JJ Lehto: «Keiner will das Risiko Alonso eingehen»

Von Mathias Brunner
Formel 1

​Fernando Alonso hat wiederholt erklärt, ein Formel-1-Comeback sei denkbar. Auch wenn er 2021 schon 39 Jahre alt wäre. JJ Lehto kann sich das nicht vorstellen: «Keiner will das Risko Alonso eingehen.»

Lange haben die spanischen Formel-1-Fans davon geträumt: Fernando Alonso 2021 wieder in der Königsklasse, am Start in einem Feld mit komplett neuen Rennwagen. Aber inzwischen leben wir in einer anderen Welt. Der Alltag der spanischen GP-Anhänger wird von der Coronavirus-Krise bestimmt, nicht von Gedankenmodellen um den zweifachen Formel-1-Champion. Die F1-Führung hat bereits bestätigt: Die neue Modellgeneration kommt erst 2022. Und Alonso geht die Zeit aus.

Der Asturier hat wiederholt zugegeben, dass er über ein Comeback nachdenkt. «Meine Liebe für die Formel 1 wird immer da sein», sagte der Spanier im Rahmen der Rallye Dakar. Den 32fachen GP-Sieger reizt es, sich mit jüngeren Kollegen zu messen. Viele Fans fragten sich freilich: Sollte der Champion der Jahre 2005 und 2006 im nächsten Jahr zurückkehren, dann wäre er schon 39 Jahre alt. Ist das nicht ein wenig zu alt? Allerdings: Kimi Räikkönen nimmt die GP-Saison 2020 auch als 40-Jähriger auf, wenn es denn eines Tages losgehen sollte.

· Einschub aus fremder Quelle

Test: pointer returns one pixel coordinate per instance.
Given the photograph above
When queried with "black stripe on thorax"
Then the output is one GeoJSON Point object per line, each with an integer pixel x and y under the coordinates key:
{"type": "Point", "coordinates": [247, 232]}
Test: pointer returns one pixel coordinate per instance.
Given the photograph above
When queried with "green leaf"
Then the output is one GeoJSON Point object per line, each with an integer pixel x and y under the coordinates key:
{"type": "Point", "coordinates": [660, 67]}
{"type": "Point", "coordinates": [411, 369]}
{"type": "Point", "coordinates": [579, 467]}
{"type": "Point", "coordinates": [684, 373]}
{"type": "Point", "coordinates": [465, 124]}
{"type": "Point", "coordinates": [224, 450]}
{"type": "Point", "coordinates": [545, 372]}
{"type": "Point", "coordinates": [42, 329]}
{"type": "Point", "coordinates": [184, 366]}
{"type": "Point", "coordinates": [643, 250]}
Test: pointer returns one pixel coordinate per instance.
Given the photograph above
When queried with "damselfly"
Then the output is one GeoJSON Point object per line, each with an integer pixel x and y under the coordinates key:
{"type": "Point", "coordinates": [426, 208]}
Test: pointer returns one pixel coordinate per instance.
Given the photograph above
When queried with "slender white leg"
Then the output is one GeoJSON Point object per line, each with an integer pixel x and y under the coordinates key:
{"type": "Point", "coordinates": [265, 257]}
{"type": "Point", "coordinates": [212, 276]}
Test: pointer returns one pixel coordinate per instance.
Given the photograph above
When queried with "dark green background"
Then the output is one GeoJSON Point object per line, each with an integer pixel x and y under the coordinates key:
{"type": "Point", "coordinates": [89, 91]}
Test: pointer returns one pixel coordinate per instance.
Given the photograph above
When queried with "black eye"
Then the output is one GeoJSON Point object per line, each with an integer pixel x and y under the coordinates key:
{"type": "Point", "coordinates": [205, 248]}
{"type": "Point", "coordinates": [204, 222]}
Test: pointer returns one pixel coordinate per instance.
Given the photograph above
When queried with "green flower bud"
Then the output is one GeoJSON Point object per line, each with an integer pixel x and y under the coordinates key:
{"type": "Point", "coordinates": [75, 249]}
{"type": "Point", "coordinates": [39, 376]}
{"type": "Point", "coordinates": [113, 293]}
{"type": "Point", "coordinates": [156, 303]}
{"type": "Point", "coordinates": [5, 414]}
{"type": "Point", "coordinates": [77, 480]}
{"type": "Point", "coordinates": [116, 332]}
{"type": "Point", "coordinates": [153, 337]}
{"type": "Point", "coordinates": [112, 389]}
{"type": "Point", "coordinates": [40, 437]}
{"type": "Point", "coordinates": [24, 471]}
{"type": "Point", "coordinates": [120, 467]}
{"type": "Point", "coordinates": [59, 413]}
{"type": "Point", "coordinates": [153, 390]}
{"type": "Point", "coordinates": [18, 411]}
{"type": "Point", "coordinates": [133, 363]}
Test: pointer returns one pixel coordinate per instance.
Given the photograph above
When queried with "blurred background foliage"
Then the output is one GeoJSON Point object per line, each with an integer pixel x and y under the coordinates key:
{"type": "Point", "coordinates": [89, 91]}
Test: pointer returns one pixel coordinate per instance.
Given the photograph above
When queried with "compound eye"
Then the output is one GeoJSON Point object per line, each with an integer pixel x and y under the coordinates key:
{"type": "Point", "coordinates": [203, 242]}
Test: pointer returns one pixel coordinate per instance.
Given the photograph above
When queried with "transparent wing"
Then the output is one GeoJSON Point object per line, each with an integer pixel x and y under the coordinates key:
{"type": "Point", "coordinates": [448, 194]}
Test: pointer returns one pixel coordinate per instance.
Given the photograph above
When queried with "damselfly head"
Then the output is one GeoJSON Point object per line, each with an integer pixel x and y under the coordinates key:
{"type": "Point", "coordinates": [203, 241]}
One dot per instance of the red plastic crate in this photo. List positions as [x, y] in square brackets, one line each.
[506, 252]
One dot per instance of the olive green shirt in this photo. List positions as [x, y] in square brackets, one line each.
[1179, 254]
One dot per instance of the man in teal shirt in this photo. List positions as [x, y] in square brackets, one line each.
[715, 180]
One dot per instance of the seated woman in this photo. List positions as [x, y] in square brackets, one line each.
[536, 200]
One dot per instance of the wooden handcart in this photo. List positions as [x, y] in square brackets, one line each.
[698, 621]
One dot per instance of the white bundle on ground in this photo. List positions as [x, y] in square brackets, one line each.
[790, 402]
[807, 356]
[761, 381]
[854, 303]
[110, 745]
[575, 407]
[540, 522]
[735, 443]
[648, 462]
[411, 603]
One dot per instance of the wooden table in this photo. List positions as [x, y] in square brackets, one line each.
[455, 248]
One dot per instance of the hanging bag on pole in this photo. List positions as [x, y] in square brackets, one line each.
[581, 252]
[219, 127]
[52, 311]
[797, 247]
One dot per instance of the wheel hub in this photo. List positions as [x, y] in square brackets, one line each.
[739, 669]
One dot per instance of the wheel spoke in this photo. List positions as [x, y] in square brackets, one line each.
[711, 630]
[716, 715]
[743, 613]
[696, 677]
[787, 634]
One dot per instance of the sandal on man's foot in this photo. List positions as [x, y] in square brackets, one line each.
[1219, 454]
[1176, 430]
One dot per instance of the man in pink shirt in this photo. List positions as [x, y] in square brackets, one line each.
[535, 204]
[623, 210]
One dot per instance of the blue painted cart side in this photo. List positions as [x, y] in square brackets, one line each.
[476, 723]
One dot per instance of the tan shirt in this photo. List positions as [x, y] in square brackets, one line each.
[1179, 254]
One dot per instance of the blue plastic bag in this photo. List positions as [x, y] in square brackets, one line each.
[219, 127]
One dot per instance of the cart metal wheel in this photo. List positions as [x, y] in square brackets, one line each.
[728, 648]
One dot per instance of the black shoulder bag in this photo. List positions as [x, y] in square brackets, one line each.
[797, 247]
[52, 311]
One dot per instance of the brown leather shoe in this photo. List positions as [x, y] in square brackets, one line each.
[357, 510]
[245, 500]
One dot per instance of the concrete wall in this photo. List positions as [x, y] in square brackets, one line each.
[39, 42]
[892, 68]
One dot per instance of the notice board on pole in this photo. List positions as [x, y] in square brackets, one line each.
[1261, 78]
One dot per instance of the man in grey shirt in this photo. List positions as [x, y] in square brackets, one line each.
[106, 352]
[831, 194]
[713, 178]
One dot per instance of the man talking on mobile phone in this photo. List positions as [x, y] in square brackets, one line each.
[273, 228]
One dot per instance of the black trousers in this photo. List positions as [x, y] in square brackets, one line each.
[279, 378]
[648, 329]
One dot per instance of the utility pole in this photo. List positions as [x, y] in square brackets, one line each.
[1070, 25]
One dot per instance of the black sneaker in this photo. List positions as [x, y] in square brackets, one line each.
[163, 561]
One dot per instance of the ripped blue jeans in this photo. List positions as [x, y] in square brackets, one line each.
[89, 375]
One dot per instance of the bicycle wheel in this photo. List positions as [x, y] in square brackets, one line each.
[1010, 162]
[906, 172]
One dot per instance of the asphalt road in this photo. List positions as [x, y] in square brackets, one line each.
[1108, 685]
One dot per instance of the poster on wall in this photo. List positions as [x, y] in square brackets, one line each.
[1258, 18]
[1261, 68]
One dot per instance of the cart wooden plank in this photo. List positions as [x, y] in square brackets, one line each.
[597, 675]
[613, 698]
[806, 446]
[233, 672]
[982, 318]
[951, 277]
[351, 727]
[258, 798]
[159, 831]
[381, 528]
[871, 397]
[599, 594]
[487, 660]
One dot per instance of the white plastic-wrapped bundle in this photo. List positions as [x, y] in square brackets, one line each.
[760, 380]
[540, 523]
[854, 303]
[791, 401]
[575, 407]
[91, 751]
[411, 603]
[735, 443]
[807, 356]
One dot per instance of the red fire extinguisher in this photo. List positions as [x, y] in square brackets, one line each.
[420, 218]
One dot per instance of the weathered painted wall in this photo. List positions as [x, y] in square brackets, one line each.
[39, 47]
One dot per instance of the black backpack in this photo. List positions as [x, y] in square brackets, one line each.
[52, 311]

Alonso sieht im Alter jedenfalls kein Hindernis, wie er den Kollegen von F1Racing verraten hat: «Alter ist kein Problem. Denn die Autos sind ohne Tankstopps nicht mehr so anspruchsvoll zu fahren. Du fährst im Rennen sieben oder acht Sekunden pro Runde langsamer als im Abschlusstraining.»

Kritiker würden einwenden: Die Rückkehr von Michael Schumacher war nicht so erfolgreich, wie sich das der Rekord-Champion vorgestellt hatte. Lag das nicht auch am Alter? Alonso ist nicht dieser Ansicht: «Michael kam zurück, als die Reifen überaus sensibel waren. Wir Anderen hatten inzwischen die Fähigkeit entwickelt, mit diesen Walzen so behutsam umzugehen, dass sie nicht überhitzen, Michael tat sich schwer damit.»

Alonso sieht die Formel 1 als unerledigtes Geschäft. «Ich hätte in den letzten Jahren meiner GP-Karriere mehr Erfolg verdient. Im Musem von Oviedo stehen all diese Formel-1-Trophäen, es wirkt seltsam, dass zuletzt keine mehr dazugekommen sind.»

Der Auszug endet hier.